P5: Agreed for the most part. A microcosm in one state is Pennsylvania, which has often been described as Philadelphia on the east, Pittsburgh on the west and Alabama in the middle. The national translation is for the most part self-explanatory with the exception of the area around Chicago.
P6: Proof that we have been in Gilded Age II for the better part of four decades. Not really sure if increases in crime are co-related.
P7: Illustrates the seedlings of what could erupt into modern day Bastille-like rebellion. But I don’t believe that today’s society would have the collective spirit with which to pull it off. A plot to burn down Wall Street and/or some big corporate behemoth? Might the corona virus accomplish this without any bloodshed? (Do not advocate such actions; just demonstrating that there could be sufficient anger bubbling under the surface).
P8: No juice here. Right number, wrong alpha character. Makes a lot of sense. Could it be that we could yet have a breakup of today’s corporate trusts like the one admistered by TR around the turn of the previous century?
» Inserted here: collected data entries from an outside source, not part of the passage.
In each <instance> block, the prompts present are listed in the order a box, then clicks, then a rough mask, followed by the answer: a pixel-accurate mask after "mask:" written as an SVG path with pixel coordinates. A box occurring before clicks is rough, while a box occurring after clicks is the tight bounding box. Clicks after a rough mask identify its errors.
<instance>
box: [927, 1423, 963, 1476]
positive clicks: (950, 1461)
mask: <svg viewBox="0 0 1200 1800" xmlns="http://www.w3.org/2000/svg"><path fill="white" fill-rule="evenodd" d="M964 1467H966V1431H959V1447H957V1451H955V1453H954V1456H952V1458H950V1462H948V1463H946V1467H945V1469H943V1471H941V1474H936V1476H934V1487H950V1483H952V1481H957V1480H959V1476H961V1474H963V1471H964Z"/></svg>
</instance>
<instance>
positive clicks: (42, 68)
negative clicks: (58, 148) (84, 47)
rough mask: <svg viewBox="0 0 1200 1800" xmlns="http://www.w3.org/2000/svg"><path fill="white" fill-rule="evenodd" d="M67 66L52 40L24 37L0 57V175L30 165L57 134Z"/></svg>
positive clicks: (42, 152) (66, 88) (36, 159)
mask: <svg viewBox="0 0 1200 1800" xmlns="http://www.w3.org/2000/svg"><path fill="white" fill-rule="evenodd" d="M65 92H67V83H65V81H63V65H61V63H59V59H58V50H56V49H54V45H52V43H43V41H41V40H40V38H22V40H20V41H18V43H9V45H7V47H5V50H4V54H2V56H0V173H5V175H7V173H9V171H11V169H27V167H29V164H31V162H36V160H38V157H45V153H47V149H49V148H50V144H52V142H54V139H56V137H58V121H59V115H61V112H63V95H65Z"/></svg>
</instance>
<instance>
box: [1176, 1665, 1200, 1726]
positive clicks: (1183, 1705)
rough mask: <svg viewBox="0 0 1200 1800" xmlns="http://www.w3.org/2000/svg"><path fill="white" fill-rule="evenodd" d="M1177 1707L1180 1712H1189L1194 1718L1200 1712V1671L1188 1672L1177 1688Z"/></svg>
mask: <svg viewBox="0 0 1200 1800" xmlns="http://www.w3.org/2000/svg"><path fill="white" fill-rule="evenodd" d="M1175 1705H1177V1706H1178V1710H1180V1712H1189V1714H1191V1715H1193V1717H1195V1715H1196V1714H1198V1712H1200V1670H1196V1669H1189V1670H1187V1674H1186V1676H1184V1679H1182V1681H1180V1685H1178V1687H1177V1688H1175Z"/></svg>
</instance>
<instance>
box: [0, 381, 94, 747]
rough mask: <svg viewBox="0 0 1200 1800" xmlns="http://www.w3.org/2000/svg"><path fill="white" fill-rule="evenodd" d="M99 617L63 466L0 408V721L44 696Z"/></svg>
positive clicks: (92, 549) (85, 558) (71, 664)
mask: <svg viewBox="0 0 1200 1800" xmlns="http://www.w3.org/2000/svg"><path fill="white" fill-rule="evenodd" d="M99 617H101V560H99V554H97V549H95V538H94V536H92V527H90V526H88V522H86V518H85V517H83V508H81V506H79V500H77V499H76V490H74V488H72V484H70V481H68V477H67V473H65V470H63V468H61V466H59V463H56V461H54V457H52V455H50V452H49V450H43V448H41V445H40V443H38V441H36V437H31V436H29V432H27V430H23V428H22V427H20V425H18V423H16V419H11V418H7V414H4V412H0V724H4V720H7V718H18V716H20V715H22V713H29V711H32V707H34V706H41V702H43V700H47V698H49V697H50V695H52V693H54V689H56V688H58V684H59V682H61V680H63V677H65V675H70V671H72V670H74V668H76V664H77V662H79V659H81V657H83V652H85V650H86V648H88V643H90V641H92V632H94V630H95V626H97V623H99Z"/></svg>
Could it also be that the reason big business came to dominate pretty much every industry is that they brainwashed the public into believing that they could do it all better? While it might be nice, I do tend to be doubtful that we could ever return to the days of mom and pop shops on Main Street. Much has been made of the decades long trend toward interests of Main Street being eclipsed by those of Wall Street. The reason a mom and pop revival is unlikely is because they usually can’t offer the level of convenience that today’s society demands. Haven’t you all noticed that each generation seems to demand more convenience than did the previous owner one—from the advent of 7-11 and similar stores to home delivery of food.